Skylar is a from-scratch decoder-only LLM (Qwen3-style: RMSNorm · RoPE · GQA · QK-Norm · SwiGLU · µP), pretrained on 1.12B tokens of Italian legal/normative text (EUR-Lex, Banca d'Italia, Gazzetta Ufficiale, normattiva, TED) on a single RTX 4090. Code & full results: https://github.com/2sophia/skylar.

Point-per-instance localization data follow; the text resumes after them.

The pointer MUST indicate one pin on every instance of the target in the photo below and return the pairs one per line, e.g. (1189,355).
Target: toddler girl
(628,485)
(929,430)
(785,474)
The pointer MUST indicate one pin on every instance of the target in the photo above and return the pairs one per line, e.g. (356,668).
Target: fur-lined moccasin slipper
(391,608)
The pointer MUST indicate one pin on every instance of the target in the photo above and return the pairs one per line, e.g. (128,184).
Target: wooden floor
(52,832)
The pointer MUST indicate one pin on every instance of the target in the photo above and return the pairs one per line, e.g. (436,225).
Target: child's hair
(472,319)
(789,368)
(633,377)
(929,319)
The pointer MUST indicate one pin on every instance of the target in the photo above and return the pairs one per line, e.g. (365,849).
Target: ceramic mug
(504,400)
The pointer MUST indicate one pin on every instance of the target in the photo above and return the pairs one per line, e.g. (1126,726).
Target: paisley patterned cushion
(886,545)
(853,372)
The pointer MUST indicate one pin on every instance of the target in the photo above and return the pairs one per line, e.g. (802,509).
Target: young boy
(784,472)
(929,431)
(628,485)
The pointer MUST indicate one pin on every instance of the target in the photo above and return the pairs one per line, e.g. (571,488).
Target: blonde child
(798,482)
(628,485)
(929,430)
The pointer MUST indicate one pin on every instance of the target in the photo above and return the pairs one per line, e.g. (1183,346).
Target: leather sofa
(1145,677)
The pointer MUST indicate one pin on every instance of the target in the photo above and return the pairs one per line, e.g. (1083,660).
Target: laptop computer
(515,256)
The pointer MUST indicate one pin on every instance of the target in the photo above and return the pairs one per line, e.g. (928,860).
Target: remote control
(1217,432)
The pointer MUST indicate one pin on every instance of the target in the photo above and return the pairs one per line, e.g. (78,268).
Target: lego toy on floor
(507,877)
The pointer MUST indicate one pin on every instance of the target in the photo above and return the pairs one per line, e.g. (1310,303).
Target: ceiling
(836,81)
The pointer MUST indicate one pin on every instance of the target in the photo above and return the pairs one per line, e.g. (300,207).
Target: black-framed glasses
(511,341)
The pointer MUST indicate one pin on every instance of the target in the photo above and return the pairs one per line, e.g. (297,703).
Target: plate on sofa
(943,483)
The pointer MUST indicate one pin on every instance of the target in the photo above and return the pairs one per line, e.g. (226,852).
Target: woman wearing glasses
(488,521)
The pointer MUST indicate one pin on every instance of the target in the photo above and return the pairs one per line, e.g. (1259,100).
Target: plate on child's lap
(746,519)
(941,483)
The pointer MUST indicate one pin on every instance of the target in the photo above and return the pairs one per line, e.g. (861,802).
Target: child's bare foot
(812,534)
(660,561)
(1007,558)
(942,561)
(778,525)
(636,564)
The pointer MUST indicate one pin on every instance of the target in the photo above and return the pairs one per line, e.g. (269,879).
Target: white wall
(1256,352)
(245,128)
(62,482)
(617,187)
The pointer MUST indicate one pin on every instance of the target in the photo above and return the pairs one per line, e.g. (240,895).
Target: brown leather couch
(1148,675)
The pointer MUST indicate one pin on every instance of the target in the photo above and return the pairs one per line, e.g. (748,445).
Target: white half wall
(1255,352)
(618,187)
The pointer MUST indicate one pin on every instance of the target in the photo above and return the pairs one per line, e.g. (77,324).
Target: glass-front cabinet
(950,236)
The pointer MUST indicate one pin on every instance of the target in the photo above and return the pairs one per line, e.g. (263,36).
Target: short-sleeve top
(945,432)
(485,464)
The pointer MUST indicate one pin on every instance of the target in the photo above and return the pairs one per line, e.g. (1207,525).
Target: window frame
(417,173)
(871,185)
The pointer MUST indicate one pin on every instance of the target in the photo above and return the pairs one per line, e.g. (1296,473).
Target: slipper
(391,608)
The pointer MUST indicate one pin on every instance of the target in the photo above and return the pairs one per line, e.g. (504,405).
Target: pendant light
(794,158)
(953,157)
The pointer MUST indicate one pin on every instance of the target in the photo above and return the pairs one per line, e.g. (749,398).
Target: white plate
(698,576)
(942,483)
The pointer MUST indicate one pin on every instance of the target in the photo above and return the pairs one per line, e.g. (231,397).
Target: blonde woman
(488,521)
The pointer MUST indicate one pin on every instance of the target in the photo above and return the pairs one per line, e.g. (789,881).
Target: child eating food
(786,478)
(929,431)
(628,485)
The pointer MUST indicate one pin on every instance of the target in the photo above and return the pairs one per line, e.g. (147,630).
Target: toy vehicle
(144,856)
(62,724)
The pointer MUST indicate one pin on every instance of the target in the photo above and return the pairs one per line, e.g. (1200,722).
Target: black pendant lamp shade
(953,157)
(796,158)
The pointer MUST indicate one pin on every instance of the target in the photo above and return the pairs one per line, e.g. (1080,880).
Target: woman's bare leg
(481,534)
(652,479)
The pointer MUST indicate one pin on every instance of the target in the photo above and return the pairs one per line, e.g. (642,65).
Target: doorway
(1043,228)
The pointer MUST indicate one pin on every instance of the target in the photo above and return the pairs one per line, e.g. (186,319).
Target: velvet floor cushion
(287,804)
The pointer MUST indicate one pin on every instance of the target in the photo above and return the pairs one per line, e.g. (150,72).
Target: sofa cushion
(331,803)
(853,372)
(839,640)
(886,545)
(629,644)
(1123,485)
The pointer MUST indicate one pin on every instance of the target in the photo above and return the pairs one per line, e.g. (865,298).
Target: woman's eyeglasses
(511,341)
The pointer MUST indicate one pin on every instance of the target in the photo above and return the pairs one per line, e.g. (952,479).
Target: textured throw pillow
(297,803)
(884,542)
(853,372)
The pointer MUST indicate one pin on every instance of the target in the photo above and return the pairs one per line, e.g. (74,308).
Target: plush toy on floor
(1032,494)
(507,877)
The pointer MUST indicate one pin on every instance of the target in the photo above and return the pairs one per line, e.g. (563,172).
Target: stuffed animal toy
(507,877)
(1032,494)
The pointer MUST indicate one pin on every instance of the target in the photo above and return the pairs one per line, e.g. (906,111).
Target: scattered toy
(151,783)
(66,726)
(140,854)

A dense retrieval embedder: the Skylar base run bidirectionally + mean-pool + L2-norm, contrastively fine-tuned (InfoNCE) on Italian QA. Same 236M backbone as the generative model — one base, many products.

Results vs off-the-shelf SOTA (measured, same pool & metrics)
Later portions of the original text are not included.